Wednesday, March 16, 2016

In Response to the Duhs

[This as written to be posted to he Northwest Houston Photo Club Meet Up but it was over the 1000 character maximum so I will post it here and put a link on the Meet Up site.]

Last night at camera club there was a brief discussion of Minor White prompted by Jerry Pierson's excellent 'in the style of' photographs. I shared one of my favorite quotes from White. Even though I had the essence of what White said, I garbled the quote. It should have been:

"One should not only photograph things for what they are but for what else they are.“ 

I got the usual 'duhs'. Here is another quote that may help explain what White was saying.

"While we cannot describe its appearance (the equivalent), we can define its function. When a photograph functions as an Equivalent we can say that at that moment, and for that person the photograph functions as an Equivalent. We can say that at that moment, and for that person the photograph acts as a symbol or plays the role of a metaphor for something that is beyond the subject photographed."

If I may use examples from my personal photography. Most know that a couple of years ago I did a portfolio of photographs of dead fish. Although I expected few to get the connection, for me at least, these were not images of dead fish—they were images of creatures that had been alive and their experience of death. I was photographing my own future and experiences to come—the experience of death, of dying. If you saw the photographs the way I saw them they were very powerful. I would say sobering.
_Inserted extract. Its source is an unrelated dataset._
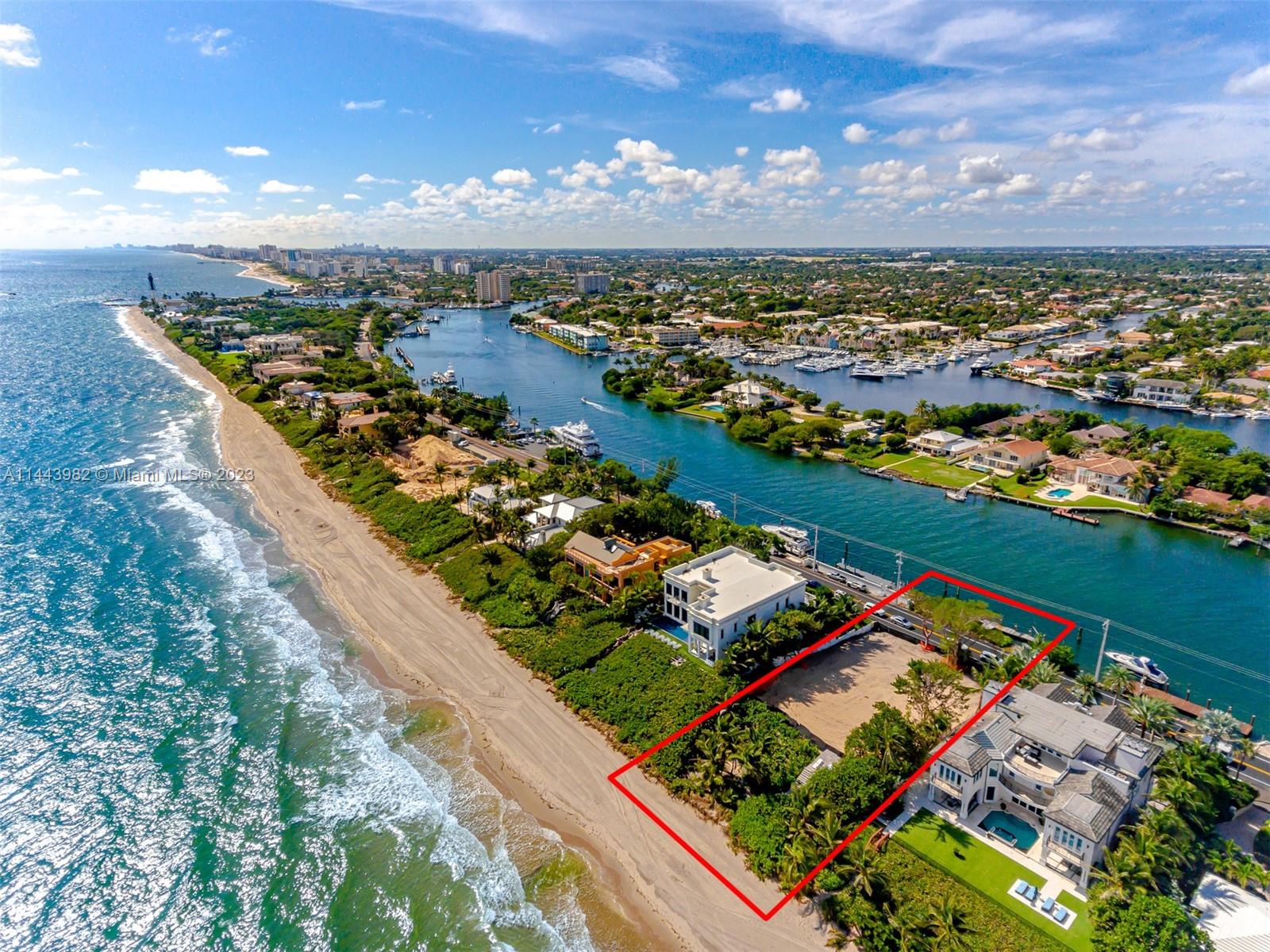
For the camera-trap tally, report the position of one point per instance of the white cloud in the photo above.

If you saw them as photographs of dead fish you probably thought they stunk and wondered why I wasted time and resources. 

My portfolio of objects from my garage, Forensic Evidence of a Past Life, were photographs not of what was in my garage--they were photographs of a past time, past experiences--a time that will never return.

My portfolio of light poles on parking lots, Totems, was about drawing a connection between the guidance and safety provided by the light at night to the guidance of the family totems of the Northwest Coast Indians--which they somewhat resembled.

In other words, in all three portfolios, I was not photographing the objects for what they were but for what else I saw them to be. I was drawing metaphor. The objects in the photographs were simply symbols for something that was beyond the subject photographed.

Would most get this 'metaphor'? Maybe not. I don't know. I do know that to me, when it happens, metaphor is important--maybe more important than the photograph.

Hope this helps.

1 comment:

  1. It's not that difficult, Gary. It's a common concept - "This is not a Pipe" (I believe that's the photograph) or the Army adage "The map is not the terrain". All photography is an edit and a distortion of the objects being captured. It is not the object.

    What you are always leave out is the other side of the coin, though. For the audience to "get" the metaphor, the artist has to tap in to common experience. This may be the "human" experience - a pic of a baby, for instance. Or it may be the National experience (say, a bald eagle) or local. There are metaphors that would only work within the photo club, even (a bagpiper in NWHPC, for instance). For all people, there are also metaphors that are personal. For example, if I took a picture of a wooden block and submitted it, it would mean nothing to anyone else but for me it would signify creativity because I remember playing with them as a child. At this level, it's no longer art, but art therapy.

    I don't know where you might have gotten the link between dead fish and your future state, but you did. For your audience, though, those connections don't exist and so they are seen as dead fish and nothing more. The same with the items in the garage to some degree. Though we all have junk in our garage, and it is a good metaphor for that, those specific pieces mean far more to you than they do to your audience.

    Long way around, but the point is it's not that we're the "unwashed masses" because we don't get your metaphor. It's that you have decended in to the most personal of metaphors and are doing art therapy. Shooting for yourself. It's perfectly OK, but you would get a more satisfying response sharing it with an art therapist.